Parents want their kids to eat healthy, but no one wants to hear “yuck” or “gross” when they put dinner on the table. But as a professional recipe developer I’ve developed a sizeable arsenal of tricks to get kids to love any food — even whole grains!
The “whole grain” is the seed or kernel of a plant in its complete form. Grains have three parts, the endosperm which contains starch and protein, the bran – rich in fiber, minerals, and phytonutrients, and the germ – full of B vitamins, vitamin E and other antioxidants and minerals. “White” or refined grains like white flours and white rice are stripped of their most nutritious parts when they take away the bran and sometimes the germ too.

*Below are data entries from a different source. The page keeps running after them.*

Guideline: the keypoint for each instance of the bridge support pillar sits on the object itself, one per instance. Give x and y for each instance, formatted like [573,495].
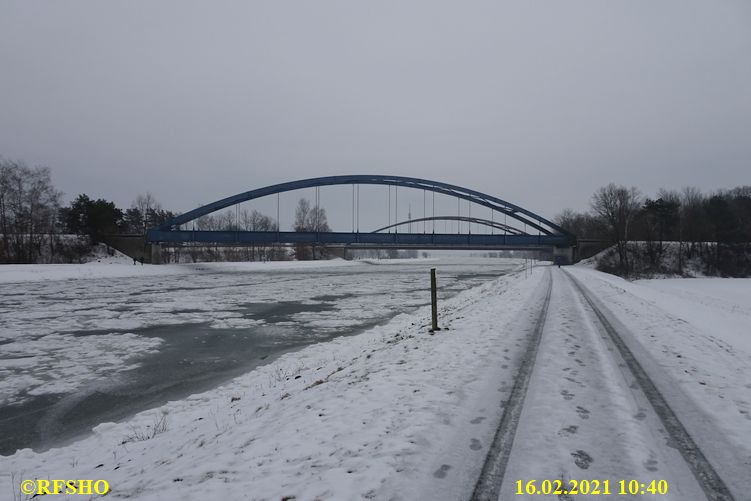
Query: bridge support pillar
[156,254]
[563,255]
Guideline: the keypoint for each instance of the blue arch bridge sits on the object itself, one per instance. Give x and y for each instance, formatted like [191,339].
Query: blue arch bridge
[528,230]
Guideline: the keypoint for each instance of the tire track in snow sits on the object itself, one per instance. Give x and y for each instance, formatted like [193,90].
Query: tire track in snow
[713,486]
[488,486]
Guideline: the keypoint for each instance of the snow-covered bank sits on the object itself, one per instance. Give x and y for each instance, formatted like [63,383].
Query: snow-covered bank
[367,415]
[694,339]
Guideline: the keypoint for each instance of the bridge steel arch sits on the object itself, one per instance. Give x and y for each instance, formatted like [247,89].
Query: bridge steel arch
[548,233]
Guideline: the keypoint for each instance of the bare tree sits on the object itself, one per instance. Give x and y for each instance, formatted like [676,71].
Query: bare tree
[309,218]
[29,206]
[616,207]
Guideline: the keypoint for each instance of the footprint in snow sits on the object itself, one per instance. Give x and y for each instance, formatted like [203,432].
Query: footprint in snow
[582,459]
[442,471]
[651,464]
[569,430]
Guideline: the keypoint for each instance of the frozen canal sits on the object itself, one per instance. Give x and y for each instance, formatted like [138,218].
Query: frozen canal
[77,352]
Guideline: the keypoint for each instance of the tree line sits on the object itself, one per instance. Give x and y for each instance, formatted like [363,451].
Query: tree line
[35,227]
[666,233]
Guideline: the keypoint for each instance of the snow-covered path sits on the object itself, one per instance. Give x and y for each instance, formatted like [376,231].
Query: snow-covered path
[585,417]
[396,413]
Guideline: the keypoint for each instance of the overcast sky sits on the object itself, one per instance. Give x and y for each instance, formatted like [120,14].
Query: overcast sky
[538,103]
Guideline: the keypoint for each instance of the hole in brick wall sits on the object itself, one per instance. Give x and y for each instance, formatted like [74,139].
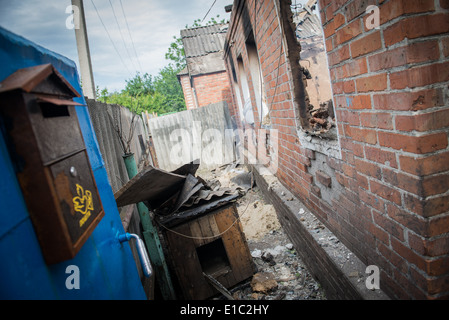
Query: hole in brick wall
[312,87]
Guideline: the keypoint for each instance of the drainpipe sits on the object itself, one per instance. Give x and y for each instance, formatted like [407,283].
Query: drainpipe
[151,238]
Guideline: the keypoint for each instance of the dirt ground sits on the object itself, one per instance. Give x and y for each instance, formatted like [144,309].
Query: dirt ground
[280,275]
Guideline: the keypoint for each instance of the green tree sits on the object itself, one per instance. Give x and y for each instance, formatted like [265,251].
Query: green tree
[162,93]
[176,52]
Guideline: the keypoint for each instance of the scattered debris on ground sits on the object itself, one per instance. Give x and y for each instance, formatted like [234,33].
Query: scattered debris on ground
[281,274]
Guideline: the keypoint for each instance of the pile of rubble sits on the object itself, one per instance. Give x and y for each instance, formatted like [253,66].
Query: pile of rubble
[281,274]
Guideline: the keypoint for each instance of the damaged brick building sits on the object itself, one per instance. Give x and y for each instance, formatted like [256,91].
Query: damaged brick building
[378,177]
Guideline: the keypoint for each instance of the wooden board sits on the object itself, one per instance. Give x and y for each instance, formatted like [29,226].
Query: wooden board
[220,224]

Getting kids to eat whole grains is not hard when you start with things that kids know and already like. Try these easy swaps before trying something totally new.
Crazy for Couscous
Coucous is a tiny pasta that comes from Morroco and is also used in Southern French cuisine. Most parents report that their kids really love it, and coussous can be fluffy and light, and totally simple to prepare. You can add whole wheat couscous to your pantry for around $2 a box and the best part is that it looks like the white counterpart and doesn’t taste that much different.

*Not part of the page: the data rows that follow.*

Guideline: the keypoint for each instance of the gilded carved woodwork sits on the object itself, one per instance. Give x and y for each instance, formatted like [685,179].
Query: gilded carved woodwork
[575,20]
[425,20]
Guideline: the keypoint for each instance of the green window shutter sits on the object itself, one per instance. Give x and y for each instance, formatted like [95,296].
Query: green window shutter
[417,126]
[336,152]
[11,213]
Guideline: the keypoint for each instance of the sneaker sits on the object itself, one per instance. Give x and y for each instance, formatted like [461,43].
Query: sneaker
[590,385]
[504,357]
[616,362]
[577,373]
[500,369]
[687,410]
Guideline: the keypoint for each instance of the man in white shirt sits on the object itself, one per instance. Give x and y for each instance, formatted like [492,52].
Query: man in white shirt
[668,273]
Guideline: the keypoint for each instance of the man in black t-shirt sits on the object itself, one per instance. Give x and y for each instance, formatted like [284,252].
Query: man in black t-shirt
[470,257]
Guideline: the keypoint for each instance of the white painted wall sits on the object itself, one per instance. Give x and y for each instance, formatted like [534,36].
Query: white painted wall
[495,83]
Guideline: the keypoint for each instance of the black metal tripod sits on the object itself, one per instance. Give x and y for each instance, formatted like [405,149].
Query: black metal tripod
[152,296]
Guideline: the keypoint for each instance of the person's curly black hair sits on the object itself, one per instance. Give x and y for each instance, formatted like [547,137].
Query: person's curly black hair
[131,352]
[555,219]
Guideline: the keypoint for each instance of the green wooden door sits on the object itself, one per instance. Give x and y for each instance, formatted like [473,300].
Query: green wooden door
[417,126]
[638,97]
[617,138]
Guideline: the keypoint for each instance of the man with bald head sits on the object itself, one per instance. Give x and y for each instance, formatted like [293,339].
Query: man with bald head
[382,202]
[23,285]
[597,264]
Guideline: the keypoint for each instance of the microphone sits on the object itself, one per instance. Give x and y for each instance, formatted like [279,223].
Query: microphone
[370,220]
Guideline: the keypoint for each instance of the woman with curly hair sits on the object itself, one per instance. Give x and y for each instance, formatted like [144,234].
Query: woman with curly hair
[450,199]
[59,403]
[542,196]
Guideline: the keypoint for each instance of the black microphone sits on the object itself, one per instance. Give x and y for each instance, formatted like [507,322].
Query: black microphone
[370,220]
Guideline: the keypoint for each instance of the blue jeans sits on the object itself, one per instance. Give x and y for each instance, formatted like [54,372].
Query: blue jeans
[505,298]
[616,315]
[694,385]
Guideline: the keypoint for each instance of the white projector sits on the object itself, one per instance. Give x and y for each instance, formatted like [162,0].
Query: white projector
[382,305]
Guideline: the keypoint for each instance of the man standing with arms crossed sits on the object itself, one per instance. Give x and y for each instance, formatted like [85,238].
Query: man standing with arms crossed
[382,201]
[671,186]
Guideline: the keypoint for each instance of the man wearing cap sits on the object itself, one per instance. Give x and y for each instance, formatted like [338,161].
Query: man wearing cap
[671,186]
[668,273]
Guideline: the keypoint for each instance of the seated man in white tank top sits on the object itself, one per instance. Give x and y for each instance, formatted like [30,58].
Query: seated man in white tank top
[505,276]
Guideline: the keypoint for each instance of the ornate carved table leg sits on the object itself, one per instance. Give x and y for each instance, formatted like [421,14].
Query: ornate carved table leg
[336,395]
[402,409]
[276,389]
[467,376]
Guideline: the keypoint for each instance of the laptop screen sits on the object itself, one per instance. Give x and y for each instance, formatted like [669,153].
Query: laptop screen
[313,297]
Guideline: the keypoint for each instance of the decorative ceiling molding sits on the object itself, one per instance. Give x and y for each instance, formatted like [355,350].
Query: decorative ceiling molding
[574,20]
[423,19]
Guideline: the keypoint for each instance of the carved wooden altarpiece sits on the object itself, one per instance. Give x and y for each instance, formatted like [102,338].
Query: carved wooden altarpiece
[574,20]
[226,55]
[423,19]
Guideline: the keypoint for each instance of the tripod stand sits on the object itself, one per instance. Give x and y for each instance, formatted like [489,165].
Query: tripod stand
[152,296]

Make the Swap that Matters
Swapping out white bread for whole grain might sound easy – but it’s the one swap that takes some simple nutrition know-how. Sadly, a lot of so called “whole grain” products out there like breads, crackers, and cereal are made with a mixture of white flour, loads of preservatives and things like high fructose corn syrup. There are three easy ways to make sure your whole wheat bread is sound.

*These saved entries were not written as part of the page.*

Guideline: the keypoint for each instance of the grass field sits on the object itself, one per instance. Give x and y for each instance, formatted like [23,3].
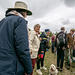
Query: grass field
[50,58]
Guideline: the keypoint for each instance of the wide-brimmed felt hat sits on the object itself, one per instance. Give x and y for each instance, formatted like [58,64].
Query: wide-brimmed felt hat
[21,5]
[72,30]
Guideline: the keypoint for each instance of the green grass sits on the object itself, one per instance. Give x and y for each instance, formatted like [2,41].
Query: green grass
[50,58]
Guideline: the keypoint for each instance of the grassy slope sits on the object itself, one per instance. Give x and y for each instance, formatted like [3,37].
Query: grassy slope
[50,58]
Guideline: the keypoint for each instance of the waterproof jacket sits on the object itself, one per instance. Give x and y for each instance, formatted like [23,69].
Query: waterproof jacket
[14,47]
[70,40]
[44,44]
[34,44]
[56,44]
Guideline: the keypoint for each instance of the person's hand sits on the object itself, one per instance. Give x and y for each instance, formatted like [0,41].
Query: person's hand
[42,51]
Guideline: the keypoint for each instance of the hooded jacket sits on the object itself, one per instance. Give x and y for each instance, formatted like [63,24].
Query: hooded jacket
[14,47]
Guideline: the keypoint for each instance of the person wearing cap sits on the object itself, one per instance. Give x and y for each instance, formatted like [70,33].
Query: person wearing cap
[61,45]
[70,41]
[14,46]
[34,44]
[43,46]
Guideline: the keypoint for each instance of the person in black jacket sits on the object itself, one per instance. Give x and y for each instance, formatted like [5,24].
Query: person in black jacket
[61,44]
[14,46]
[41,54]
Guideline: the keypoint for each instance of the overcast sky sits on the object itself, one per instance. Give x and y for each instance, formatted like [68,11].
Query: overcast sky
[50,14]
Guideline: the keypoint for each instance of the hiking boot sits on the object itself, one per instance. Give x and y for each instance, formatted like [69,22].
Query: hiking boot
[39,72]
[44,68]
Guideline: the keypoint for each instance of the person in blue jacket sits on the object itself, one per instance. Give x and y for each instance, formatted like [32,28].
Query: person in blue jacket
[14,46]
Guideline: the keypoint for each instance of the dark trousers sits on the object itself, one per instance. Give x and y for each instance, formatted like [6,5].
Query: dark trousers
[53,45]
[33,64]
[41,60]
[60,57]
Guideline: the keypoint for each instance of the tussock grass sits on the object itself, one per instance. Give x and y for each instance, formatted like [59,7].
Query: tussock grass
[51,58]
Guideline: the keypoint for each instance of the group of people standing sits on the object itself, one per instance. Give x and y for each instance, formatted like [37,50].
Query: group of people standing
[38,43]
[64,44]
[20,48]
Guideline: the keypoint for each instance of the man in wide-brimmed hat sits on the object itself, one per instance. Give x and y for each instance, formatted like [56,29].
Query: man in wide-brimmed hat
[14,47]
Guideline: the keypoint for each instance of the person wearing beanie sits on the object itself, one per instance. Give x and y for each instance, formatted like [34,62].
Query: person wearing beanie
[14,45]
[43,46]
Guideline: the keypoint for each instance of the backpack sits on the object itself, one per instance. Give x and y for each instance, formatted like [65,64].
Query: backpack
[61,39]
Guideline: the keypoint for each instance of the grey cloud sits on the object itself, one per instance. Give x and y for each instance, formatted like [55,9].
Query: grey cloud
[69,3]
[40,8]
[65,21]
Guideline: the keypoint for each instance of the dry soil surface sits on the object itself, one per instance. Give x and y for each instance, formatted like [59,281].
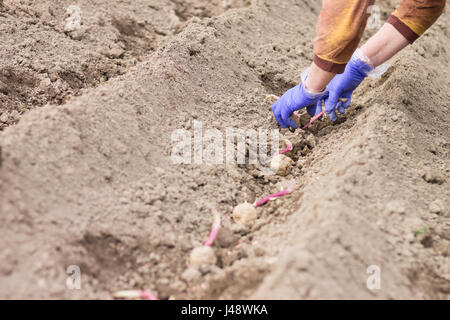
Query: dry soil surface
[86,176]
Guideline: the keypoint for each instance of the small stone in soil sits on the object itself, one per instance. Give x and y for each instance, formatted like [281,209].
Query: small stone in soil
[281,165]
[244,214]
[203,255]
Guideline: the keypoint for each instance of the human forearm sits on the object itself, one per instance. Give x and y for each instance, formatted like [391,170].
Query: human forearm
[384,45]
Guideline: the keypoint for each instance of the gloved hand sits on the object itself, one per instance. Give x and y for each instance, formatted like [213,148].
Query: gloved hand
[343,85]
[295,99]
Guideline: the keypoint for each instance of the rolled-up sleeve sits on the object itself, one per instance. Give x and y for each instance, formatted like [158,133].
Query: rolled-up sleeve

1 – First look at the ingredient list. The first ingredient should have the word “whole” in it like whole wheat, whole oats, whole spelt – the word “whole” plus the type of flour should be the only flour listed. Enriched wheat flour isn’t really 100% wheat – it’s wheat flour that has been partially stripped of bran and then had vitamins added back.
2 – Second look for preservatives Those may be words you don’t recognize, for example things like calcium propionate or sodium propionate. Next, if it has the whole grains councel stamp, then you know it’s make with real whole grains, but you should still check for preservatives. Quality whole grain bread is both soft and tasty for kids.
Sow Your Oats
People might not know that oatmeal is a whole grain. But start with a good brand of rolled oats or steel cut oats that don’t have added sugar or flavorings. Spruce up your morning oatmeal with ground flax – most kids will eat oatmeal, but why not make it even healthier by adding flax?
I’m a huge fan of short grain brown rice because its awesome chewiness works great in stir fries… the grains stick together nicely like white rice, and you can even reheat leftovers without the rice turning to mush. There is a trace amount of oil in all grains so to keep them from becoming rancid, I store all my whole grains (like brown rice) in the freezer until I’m ready to cook them.
Nifty and New
When trying new foods with kids, I always do it the way my granny used to. I make their favorite meal and just add one side of something new. I always take a bite myself so they can see that it’s something I enjoy as well – kids follow by example and learn what to eat from their parents and people around them.
Keen for Quinoa
Sometimes called a whole grain, quinoa is actually the seed grown in South America, but it’s a wonderful whole food that has the health properties of whole grains. Most kids like it because of its mild taste and creamy texture. It also has a fun shape kids love, like a curly q that makes eating fun. Cooking quinoa is as easy as cooking rice, only faster. Rinse it first, under cold water, to help remove a natural compound that can make it bitter. Some brands of quinoa are “pre-washed” so check the label before rinsing. Add a little olive oil, parmesan or just serve plain.
Berry Delicious Wheat Berries
Wheat berries (also called groats), look like short grain brown rice. They have a fabulous, almost “bouncy” tooth feel and make excellent risotto and cold salads. Though they can be a bit costly if you buy them in a health food store, they are really delicious and you can always hunt them down at bargains online.